Well well...it has been a while since I did a recipe post. Makes sense, I guess, because it's been a while since I made a decent dinner, yet alone one worth blogging about. I mean, I can place a pretty mean Chinese delivery order, but that's not necessarily blog-worthy. It's just that dinnertime is HARD. I don't know what it is about dinnertime that makes children lose their damn minds, but 6:00 - 7:00 p.m. is hands-down the most stressful, chaotic and insane time of the day for everyone at our house. Is it like that for you too or are we alone in our misery? I think it's a combination of a number of factors: (1) Ryan and I are getting home from work and the kids are extra excited to see us and want our full attention; (2) they have extra energy because they just woke up from their naps; (3) we're trying to get food cut, chopped, prepped and cooked (with hot burners and sharp knives) and the kids are not involved and want to go outside; (4) everyone is hungry and crabby and short on patience; and (5) my kids are crazy. It's no wonder that this is also the time of night that the cocktails start flowing...you may call it happy hour, but we call it survival.

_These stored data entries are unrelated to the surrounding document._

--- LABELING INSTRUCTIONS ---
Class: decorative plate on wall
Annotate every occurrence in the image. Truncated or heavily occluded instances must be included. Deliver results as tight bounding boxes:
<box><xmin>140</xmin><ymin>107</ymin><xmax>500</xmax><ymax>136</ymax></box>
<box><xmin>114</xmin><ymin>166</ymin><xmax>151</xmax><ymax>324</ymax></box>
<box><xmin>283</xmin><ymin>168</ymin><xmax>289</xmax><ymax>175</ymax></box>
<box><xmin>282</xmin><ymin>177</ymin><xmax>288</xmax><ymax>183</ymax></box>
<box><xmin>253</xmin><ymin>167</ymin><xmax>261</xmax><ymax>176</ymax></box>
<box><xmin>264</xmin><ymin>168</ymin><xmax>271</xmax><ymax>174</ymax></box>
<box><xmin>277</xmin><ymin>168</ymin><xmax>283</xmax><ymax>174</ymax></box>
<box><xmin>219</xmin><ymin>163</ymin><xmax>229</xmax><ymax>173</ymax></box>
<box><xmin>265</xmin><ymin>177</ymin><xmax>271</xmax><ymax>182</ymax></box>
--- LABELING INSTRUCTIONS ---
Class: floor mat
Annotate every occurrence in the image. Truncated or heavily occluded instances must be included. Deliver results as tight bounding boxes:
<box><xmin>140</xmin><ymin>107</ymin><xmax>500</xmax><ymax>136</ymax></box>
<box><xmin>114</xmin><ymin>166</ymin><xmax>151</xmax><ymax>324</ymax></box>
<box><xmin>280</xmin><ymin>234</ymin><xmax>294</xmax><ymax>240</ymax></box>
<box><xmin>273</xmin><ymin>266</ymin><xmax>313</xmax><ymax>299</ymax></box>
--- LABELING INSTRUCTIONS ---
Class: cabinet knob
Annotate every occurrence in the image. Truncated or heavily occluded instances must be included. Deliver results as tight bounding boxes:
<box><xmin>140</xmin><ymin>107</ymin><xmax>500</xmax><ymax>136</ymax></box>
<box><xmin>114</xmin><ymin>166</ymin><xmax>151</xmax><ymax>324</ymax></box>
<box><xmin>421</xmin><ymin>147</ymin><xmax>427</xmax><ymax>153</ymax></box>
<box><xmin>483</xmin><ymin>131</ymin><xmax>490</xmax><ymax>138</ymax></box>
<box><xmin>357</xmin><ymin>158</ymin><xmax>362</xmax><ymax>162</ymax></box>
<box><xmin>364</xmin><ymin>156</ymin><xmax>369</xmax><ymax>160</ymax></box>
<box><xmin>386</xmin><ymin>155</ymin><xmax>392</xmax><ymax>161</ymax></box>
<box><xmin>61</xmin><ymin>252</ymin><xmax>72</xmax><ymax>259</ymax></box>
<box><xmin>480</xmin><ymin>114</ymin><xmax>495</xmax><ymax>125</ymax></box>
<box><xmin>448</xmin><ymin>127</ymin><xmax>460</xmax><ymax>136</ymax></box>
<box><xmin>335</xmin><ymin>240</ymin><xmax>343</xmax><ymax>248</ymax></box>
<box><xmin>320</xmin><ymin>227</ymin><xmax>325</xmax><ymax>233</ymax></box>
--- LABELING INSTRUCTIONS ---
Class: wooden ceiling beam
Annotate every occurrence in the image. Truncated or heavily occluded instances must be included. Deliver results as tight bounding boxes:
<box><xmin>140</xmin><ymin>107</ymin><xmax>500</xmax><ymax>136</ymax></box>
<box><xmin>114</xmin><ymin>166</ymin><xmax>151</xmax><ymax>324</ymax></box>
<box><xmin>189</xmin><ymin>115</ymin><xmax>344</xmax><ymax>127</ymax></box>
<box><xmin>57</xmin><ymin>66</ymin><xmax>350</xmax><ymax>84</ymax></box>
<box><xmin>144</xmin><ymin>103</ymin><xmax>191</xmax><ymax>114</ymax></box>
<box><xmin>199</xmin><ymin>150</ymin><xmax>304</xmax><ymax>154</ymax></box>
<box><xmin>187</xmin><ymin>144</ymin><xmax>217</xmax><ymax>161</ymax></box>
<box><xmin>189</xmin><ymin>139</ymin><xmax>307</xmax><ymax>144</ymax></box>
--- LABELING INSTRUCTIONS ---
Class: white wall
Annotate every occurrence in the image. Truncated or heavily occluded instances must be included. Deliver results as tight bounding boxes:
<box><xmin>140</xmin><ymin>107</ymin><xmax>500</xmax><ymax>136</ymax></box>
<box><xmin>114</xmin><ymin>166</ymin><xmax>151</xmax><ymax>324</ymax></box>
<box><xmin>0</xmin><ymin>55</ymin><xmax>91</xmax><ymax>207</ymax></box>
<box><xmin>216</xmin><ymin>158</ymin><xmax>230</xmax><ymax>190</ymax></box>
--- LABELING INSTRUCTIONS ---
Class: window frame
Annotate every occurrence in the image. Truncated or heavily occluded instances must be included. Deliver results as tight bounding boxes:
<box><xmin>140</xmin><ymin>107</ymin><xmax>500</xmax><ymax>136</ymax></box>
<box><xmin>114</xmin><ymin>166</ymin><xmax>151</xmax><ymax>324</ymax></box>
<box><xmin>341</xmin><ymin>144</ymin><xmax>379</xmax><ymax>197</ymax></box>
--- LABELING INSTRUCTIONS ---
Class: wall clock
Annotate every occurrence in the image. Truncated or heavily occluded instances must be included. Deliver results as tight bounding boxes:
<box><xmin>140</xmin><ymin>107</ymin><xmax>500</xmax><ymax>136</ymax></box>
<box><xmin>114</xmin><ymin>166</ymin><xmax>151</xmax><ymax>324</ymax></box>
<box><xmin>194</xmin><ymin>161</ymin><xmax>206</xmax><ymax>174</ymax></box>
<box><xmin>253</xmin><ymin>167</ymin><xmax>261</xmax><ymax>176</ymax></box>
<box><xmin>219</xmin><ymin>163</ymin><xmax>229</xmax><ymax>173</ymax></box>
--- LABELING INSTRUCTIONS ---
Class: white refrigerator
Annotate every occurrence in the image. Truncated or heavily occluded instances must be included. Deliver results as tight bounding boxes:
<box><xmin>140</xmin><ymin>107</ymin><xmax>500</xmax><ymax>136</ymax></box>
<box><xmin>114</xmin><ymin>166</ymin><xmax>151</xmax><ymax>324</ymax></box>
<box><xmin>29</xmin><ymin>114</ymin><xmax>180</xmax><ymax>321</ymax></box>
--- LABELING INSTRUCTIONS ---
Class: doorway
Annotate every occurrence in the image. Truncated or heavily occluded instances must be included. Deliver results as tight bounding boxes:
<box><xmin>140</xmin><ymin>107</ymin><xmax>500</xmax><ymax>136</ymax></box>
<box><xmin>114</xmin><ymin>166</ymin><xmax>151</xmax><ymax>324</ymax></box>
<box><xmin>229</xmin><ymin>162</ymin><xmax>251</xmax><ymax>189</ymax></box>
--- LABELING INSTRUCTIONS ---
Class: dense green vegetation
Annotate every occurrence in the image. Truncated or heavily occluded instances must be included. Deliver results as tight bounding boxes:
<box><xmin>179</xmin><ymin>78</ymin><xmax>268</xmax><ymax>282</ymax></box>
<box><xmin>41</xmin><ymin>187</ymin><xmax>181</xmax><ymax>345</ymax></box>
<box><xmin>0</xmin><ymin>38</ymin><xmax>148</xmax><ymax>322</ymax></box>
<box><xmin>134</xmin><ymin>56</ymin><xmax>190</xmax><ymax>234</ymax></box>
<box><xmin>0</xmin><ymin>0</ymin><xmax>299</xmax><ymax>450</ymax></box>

So, obviously I'm all about any recipe that is quick, easy, healthy and tastes good. It's really hard to find one that fits all of those categories, so this recipe is a keeper. It's only a few ingredients (most of which you'll have on hand), requires no vegetable chopping (that's for you, Jessica), takes only 15 minutes to make (start to finish) and is healthy, light and delicious. I am not kidding, you guys. This is like the holy grail of weeknight entrees. And it's perfect for summer. Mainly because you can easily adapt this to cook entirely on the grill (so you don't heat up the house) and if you know anyone with a garden, they are going to be giving tomatoes away by the bucket-load really soon. Plus, it's really light and refreshing and can be paired easily with a salad or some mixed veggies for a full meal. This is a winner, I'm telling you.
First thing you want to do is roast the tomatoes. Combine the tomatoes, honey, balsamic and olive oil together in a bowl and then roast the tomato mixture in the oven or on the grill. I'm kinda ballparking the measurements of the tomato mixture below - I usually wing it and throw in as much as I want of each, depending on how I'm feeling. If you're using balsamic dressing, you can cut back on the olive oil. If you're using straight balsamic vinegar, add the full amount below. Feel free to add more honey, if you like a sweeter mixture. And play with it, if you want - add some garlic, throw in some fresh basil leaves, add a little lemon juice. Whatever. But make sure to roast the tomato mixture in the oven or on the grill - the roasting gives the mixture such a richer flavor. You can cook the tomatoes in a skillet if you need to, but you lose a bit of that smoky, roasted goodness. Cook until the tomato skins burst and they're all wrinkled (10-15 minutes). Stir once if you want.
While your tomatoes are roasting, throw the chicken breasts in a skillet or on the grill to cook. I usually pound them out before cooking so they're not so thick that they take 45 minutes to cook. Ain't no one got time for that. All you need is a little salt and pepper for seasoning. I love cooking the chicken in a cast iron pan with a little bit of olive oil, just to get a little bit of a crispy texture on the chicken, but you can cook it however you want. Bake it, saute it, grill it...doesn't matter. Cooking the chicken is the easy part. And then when it's done, spoon the tomato mixture right on top! THAT'S IT. IT'S DONE. And it's perfection. At this point (if you just had to mess with it...like I always have to do with any recipe), you could also drizzle some of that balsamic glaze (I love that stuff...and that's NOT an affiliate link or anything) on the chicken or top with a slice of fresh mozzarella. Mmmmm...
2 pints grape tomatoes
2 tablespoons honey
2 teaspoons olive oil
2 tablespoons balsamic vinaigrette salad dressing (or 1 tablespoon balsamic vinegar)
2 teaspoons salt, divided
4 (6-ounce) skinless, boneless chicken breast halves
1/2 teaspoon freshly ground black pepper
1. Preheat oven to 450 degrees (or use BBQ grill)
2. Combine tomatoes, honey, olive oil and balsamic in a small bowl; place tomato mixture on a foil-lined cookie sheet (or create foil pouch for grill).
3. Bake tomato mixture at 450° (or put on grill) for about 10 minutes or until tomato skins burst and/or wrinkle. Transfer mixture to a bowl, scraping juices into bowl. Stir 1 teaspoon salt into mixture.
4. Sprinkle chicken evenly with 1 teaspoon salt and the black pepper.
5. Coat pan with cooking spray. Add chicken to pan (coated with non-stick spray) or on grill until cooked throughout (165 degrees).
6. Place chicken on individual plates and spoon tomato mixture evenly over chicken. Enjoy!
So, I hope you try this!
I hope you love it as much as I do.
And I hope it helps makes you dinnertime slightly less insane.